Hi Biostars community, I am trying to design a process and do not know how to solve it (at least in the way I want to do it). Let me explain myself...
I have a great dateset which include groups of homologous proteins, e.g., a certain protein X and its homologous for some other species (you could even think this group also as proteins from different individuals also). Well, for each group I know that there is a sequence pattern that exists in my protein X and I want to know if this pattern exists in the homologous. The most reasonable way to do it is first aligning the sequences. After doing the alignment, I could use a graphical interface to analyse it (using my eyes, interacting with the interface) to asses if the pattern is conserved or if it is not. It would be very nice if I could also annotate the informations from this analysis, for instance, "in the ith position from the pattern, there was a substitution that we must pay attention because probably it affects the function".
Now, the way I want to do it is in automatized way, because this process would be very time consumptive if I had 10 groups of sequences with, let's suppose 10 sequences in each of the groups and the pattern having a length L of 4 characters. The greater the number of sequences or L, the more I think this should be automatized. I am aware that this solution would have limitations and that at some point in this process I would have to do a critical analysis by my own and do some type of annotation. I really appreciate any suggestions, tools that can help me, papers, etc.
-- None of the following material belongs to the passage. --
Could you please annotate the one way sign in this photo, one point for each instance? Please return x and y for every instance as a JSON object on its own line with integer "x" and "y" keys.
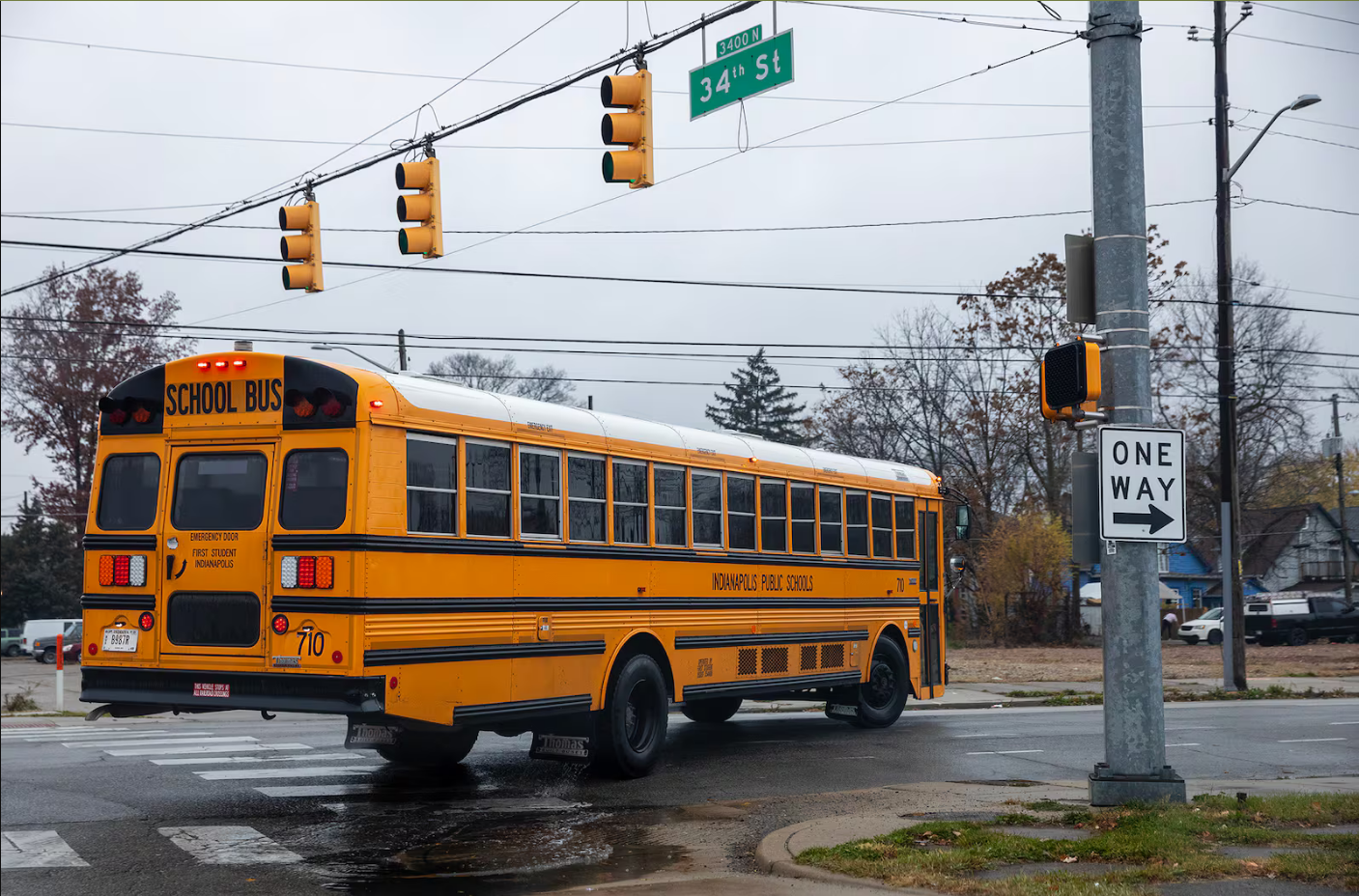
{"x": 1142, "y": 484}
Hello! First of all, thank you for your comment! Indeed, jalview is a good tool to understand conservation. I have used it before, but reading my question again, I think I did not express what I was wanting to say completely. Let's suppose I want to automatize this more (besides all the loops you suggested): for each of these alignments, I want to search for certain regions and take the measures of conservation for instance (from position 5 to 10). I don't know if jalview provides this type of input (like a csv, txt file, where I could retrieve this information with a code). This could be awesome since jalview provides many other tools like secondary structure prediction. Anyway, is there a way to retrieve these numbers and avoid (at least for a first moment) to look to all the PNG files? (And I am sorry if this is possible and there is explanations in jalview documentation, I did note read yet).